Deux pour cent et plus des artistes ont fait leurs études dans trois autres programmes :

  • Arts libéraux et sciences, études générales et lettres et sciences humaines : 3 % (4 000 artistes)
  • Langue et littérature anglaises (général) : 2 % (2 800 artistes)
  • Communications audiovisuelles – technologues/technicien : 2 % (2 700 artistes[5])

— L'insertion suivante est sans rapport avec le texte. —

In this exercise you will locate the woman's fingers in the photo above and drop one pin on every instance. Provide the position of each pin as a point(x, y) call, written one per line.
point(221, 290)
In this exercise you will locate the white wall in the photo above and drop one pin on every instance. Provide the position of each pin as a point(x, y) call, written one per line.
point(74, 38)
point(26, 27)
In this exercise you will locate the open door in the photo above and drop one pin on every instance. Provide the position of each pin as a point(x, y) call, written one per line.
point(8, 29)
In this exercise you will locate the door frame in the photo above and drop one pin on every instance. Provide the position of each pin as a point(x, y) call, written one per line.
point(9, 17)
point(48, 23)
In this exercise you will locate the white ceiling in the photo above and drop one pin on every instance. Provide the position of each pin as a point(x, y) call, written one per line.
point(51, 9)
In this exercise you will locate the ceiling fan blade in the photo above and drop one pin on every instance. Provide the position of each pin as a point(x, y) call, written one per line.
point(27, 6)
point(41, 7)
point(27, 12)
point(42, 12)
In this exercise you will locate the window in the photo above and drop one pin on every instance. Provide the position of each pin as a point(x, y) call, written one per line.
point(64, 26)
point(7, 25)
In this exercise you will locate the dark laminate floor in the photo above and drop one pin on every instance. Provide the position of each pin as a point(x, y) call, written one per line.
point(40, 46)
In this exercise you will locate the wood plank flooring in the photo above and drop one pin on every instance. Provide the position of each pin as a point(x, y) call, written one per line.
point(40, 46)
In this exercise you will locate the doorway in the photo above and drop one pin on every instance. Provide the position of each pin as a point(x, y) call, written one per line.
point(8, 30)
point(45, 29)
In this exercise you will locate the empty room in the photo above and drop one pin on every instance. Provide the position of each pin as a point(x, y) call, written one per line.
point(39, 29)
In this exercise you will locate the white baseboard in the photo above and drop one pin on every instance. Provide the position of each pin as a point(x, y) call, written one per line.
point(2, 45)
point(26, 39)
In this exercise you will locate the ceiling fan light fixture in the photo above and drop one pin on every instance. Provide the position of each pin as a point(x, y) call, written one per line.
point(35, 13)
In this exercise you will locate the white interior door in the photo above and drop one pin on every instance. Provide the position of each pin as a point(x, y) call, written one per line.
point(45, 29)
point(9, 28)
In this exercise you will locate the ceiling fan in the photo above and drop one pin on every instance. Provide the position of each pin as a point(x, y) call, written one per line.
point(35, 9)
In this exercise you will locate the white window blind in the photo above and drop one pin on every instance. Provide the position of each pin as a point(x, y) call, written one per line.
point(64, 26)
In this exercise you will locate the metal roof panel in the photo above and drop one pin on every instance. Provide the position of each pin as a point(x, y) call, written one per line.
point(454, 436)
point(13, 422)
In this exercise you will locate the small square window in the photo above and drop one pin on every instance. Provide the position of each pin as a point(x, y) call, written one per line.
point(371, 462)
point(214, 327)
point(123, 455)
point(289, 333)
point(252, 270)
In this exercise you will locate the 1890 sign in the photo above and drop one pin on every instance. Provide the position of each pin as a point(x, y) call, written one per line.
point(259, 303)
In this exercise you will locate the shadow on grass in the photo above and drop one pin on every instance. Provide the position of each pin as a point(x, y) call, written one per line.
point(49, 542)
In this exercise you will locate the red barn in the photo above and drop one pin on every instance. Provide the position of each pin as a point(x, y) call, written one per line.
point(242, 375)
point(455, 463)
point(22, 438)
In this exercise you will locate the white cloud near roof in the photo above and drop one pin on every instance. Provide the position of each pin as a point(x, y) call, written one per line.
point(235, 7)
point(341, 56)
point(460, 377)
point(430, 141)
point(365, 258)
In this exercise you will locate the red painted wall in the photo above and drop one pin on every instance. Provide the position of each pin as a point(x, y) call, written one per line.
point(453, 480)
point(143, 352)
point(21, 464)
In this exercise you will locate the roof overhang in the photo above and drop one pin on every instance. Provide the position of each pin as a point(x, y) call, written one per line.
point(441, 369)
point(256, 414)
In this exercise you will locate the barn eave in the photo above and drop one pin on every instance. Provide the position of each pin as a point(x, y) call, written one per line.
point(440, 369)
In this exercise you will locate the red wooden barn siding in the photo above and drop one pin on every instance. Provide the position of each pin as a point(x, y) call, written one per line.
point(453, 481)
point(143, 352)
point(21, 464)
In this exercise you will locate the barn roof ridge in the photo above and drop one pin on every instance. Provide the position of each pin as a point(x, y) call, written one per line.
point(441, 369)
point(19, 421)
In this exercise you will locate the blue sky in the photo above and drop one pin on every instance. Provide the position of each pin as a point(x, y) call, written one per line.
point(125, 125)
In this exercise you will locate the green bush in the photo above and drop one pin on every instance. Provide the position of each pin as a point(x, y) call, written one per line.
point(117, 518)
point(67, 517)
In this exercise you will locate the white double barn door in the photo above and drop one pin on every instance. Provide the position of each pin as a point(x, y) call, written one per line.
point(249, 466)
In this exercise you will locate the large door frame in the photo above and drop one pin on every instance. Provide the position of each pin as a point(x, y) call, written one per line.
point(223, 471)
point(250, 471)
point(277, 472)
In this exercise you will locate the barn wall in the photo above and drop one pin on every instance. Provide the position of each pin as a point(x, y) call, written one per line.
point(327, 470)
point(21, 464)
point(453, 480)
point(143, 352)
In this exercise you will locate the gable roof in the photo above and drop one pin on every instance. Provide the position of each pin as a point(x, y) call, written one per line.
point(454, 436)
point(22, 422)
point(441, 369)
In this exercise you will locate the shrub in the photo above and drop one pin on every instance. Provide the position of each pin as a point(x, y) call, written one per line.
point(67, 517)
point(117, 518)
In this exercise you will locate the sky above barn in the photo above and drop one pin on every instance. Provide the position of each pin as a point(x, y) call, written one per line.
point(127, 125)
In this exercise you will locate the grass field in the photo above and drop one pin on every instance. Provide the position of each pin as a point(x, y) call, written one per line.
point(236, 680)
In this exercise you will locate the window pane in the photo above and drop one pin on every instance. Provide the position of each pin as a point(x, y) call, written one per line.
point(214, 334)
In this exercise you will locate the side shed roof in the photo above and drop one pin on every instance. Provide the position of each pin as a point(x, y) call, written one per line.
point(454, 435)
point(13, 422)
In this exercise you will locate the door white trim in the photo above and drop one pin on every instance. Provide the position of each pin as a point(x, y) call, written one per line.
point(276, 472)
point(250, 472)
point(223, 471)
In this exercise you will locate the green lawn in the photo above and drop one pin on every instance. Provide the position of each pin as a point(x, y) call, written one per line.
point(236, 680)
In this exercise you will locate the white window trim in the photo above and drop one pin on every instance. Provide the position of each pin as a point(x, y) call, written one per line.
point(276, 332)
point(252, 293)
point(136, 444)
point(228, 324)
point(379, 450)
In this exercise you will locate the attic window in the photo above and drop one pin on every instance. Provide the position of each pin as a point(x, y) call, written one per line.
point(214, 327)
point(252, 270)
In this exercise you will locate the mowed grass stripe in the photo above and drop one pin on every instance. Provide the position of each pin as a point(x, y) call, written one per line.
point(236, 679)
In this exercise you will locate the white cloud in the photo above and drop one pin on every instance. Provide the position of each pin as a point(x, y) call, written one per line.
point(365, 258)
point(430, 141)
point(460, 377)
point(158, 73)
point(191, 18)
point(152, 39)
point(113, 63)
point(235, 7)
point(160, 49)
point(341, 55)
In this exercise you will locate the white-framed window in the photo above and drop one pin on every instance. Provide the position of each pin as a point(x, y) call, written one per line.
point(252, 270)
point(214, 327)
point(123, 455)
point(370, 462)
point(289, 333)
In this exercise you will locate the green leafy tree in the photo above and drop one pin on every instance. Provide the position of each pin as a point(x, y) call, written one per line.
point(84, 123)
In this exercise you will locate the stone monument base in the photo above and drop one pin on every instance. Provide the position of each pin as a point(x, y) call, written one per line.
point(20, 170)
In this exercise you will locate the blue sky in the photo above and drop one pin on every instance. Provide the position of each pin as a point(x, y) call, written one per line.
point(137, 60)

Études postsecondaires des différents types d’artistes

Bien que les programmes d’arts visuels et d’arts de la scène soient de loin le groupe de programmes d’enseignement le plus fréquent chez les artistes (28 % de tous les artistes), le cheminement scolaire des artistes varie considérablement selon la profession artistique. Les neuf professions artistiques ont en commun le fait qu’une minorité d’artistes ont étudié dans le programme postsecondaire se rapportant le plus directement à leur profession artistique.

Arts littéraires

  • Treize pour cent des auteurs et écrivains avaient complété un programme de langue et de littérature/lettres anglaises, qui fait partie du groupe des sciences humaines (25 % des auteurs et écrivains). Puis viennent les programmes de communication, de journalisme et connexes (12 % des auteurs et écrivains). Seulement 11 % des auteurs et écrivains n’ont pas complété un programme d’études postsecondaires.

Arts visuels et artisanat

  • Neuf pour cent des artisans ont complété un programme de beaux-arts ou d’arts plastiques, qui fait partie du regroupement des arts visuels et des arts de la scène (14 %). Aucun autre programme ne dénombre plus de 6 % des artisans. Quarante pour cent des artisans n’ont pas complété un programme postsecondaire, bien que certains aient pu recevoir une formation artistique ailleurs que dans un établissement postsecondaire. De tels programmes ne sont pas recensés par l’ENM.
  • Vingt-trois pour cent des artistes visuels ont complété un programme postsecondaire de beaux-arts et d’arts plastiques, tandis que 6 % d’entre eux ont fait des études en design ou en arts appliqués. Ces deux programmes figurent dans le regroupement le plus fréquent chez les artistes visuels (programmes d’arts visuels et d’arts de la scène : 36 %). Un quart des artistes visuels (25 %) n’ont pas terminé leurs études postsecondaires.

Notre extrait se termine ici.